J’ai eu la chance de pouvoir lire le Tome 1 des Sentiers des astres grâce à la dernière masse critique de Babelio. Dans son édition J’ai Lu, un peu un cran en dessous de celle des éditions des Moutons électriques (mais ils restent imbattables de ce côté-là), je me suis plongée à corps perdu dans Manesh. Autant vous le dire tout de suite, c’est un coup de cœur. Stefan Platteau est un conteur né qui déploie un univers complexe mais surtout une langue extrêmement bien travaillée.

Son roman est construit sur le principe du récit enchâssé. Le premier récit est celui du barde, à bord d’une gabarre qui remonte un fleuve ancestral. A bord du bateau, on découvre des guerriers tous aguerris, tous fidèles à leur chef Rana. Ils sont en mission dont le but sera dévoilé bien plus tard. Alors qu’il remonte le fleuve, les guerriers repêchent un homme bien mal en point, accroché à une branche dérivante. Il s’agit de Manesh. Le barde et ses compagnons vont tout faire pour le sauver. Entre Manesh et le barde, une complicité commence à naître. Le barde demande alors à Manesh de lui raconter comment il s’est retrouvé dans cette situation.

Le récit enchâssé commence donc quand Manesh se livre. Conteur hors pair, il va remonter jusqu’à ses origines extraordinaires car Manesh n’est pas un homme comme les autres. Ainsi les souvenirs de Manesh remontent à la surface, métaphore de ce fleuve que les guerriers de Rana remontent également. Les deux histoires se rejoindront tôt ou tard…

Stefan Platteau créé une atmosphère très particulière. Son roman est imprégné de mythologie celte et hindoue et cela fonctionne très bien. Les hommes remontent un fleuve brumeux dont les berges mystiques sont dangereuses. Le récit de Manesh est entouré d’un halo de mystère dans lequel les dieux et les hommes se côtoient. Certaines scènes sont très oniriques presque magiques comme lorsque les guerriers débarquent sur une île bien étrange. L’auteur invoque des divinités parfois attendrissantes souvent cruelles. Il montre que les hommes de Rana ne sont que des hommes sur le grand échiquier de l’univers. Pas d’héroïsme mal venu ici et c’est tant mieux.
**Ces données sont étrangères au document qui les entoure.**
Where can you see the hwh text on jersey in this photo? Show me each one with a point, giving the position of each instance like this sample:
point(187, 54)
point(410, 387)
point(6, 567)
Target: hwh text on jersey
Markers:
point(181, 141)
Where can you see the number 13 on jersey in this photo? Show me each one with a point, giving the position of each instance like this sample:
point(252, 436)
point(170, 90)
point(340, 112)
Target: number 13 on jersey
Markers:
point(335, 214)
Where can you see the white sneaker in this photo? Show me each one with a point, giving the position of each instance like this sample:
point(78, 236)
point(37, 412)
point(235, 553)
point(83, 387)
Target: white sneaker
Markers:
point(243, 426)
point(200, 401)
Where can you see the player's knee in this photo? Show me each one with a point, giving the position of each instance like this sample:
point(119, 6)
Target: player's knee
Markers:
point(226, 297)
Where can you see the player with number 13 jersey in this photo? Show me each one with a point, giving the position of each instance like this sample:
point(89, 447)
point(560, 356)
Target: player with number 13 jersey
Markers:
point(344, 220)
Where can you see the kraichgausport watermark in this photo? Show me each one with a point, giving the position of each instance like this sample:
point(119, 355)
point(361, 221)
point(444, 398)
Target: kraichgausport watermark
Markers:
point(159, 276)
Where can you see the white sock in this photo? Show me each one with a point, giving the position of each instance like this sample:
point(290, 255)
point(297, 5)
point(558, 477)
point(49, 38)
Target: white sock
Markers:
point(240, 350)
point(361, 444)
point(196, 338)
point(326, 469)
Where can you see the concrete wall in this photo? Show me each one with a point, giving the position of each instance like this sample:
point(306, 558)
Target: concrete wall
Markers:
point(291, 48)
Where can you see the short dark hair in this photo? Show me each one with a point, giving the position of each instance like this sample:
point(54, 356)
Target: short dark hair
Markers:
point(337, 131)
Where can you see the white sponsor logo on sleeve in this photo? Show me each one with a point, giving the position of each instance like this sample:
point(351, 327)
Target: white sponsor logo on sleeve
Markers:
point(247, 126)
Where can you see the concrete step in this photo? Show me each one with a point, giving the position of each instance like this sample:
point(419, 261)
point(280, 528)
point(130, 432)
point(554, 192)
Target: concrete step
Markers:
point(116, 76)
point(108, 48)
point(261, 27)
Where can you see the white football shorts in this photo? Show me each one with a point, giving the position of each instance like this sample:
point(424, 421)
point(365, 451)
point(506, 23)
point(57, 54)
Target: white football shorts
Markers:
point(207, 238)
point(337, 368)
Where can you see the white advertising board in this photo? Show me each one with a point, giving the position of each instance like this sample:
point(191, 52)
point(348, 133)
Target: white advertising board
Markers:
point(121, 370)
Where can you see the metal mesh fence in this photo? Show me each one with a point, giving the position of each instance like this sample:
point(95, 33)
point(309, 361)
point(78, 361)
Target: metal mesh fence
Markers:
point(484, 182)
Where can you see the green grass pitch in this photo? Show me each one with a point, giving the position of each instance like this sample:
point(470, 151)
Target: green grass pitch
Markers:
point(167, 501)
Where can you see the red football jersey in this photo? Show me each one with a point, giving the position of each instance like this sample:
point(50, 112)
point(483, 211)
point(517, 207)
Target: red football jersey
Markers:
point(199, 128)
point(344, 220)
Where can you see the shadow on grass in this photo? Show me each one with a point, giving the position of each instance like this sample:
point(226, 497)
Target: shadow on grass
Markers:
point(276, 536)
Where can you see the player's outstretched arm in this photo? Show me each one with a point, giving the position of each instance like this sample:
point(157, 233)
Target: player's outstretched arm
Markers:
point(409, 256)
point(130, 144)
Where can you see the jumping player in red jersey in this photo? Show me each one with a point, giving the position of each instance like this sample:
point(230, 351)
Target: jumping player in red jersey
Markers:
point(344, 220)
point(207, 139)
Les personnages sont donc un point fort du récit. Il y a d’abord le barde, un être empli de poésie, qui cherche à connaître l’identité de Manesh. Les guerriers qui l’entourent ne sont pas simplement esquissés. Ils possèdent tous une personnalité propre et le lecteur n’a qu’une envie: en savoir plus sur eux. Quant à Manesh, c’est un être mystérieux et complexe qui n’a cessé de m’intriguer et de m’étonner tout au long du récit.

Enfin, la plume de l’auteur mérite d’être saluée. Stefan Platteau déploie une langue somptueuse et travaillée. Il sait parfaitement créer un sentiment de malaise lorsqu’il le faut. J’ai, notamment vers la fin du roman, eu le sang glacé à la description de certaines scènes à la fois onirique et cauchemardesque (le son des cornes de brume me hantent encore). Son style est peut-être parfois contemplatif à force de descriptions mais j’ai adoré cet univers justement foisonnant.

Avec ce conte qui tient à la fois des mythologies nordiques et indiennes, Stefan Platteau nous offre un récit somptueux où les hommes côtoient les dieux dans une langue sublime. Manesh est un premier tome envoûtant qui m’a littéralement emportée loin sur les rives du fleuve aux mille dangers.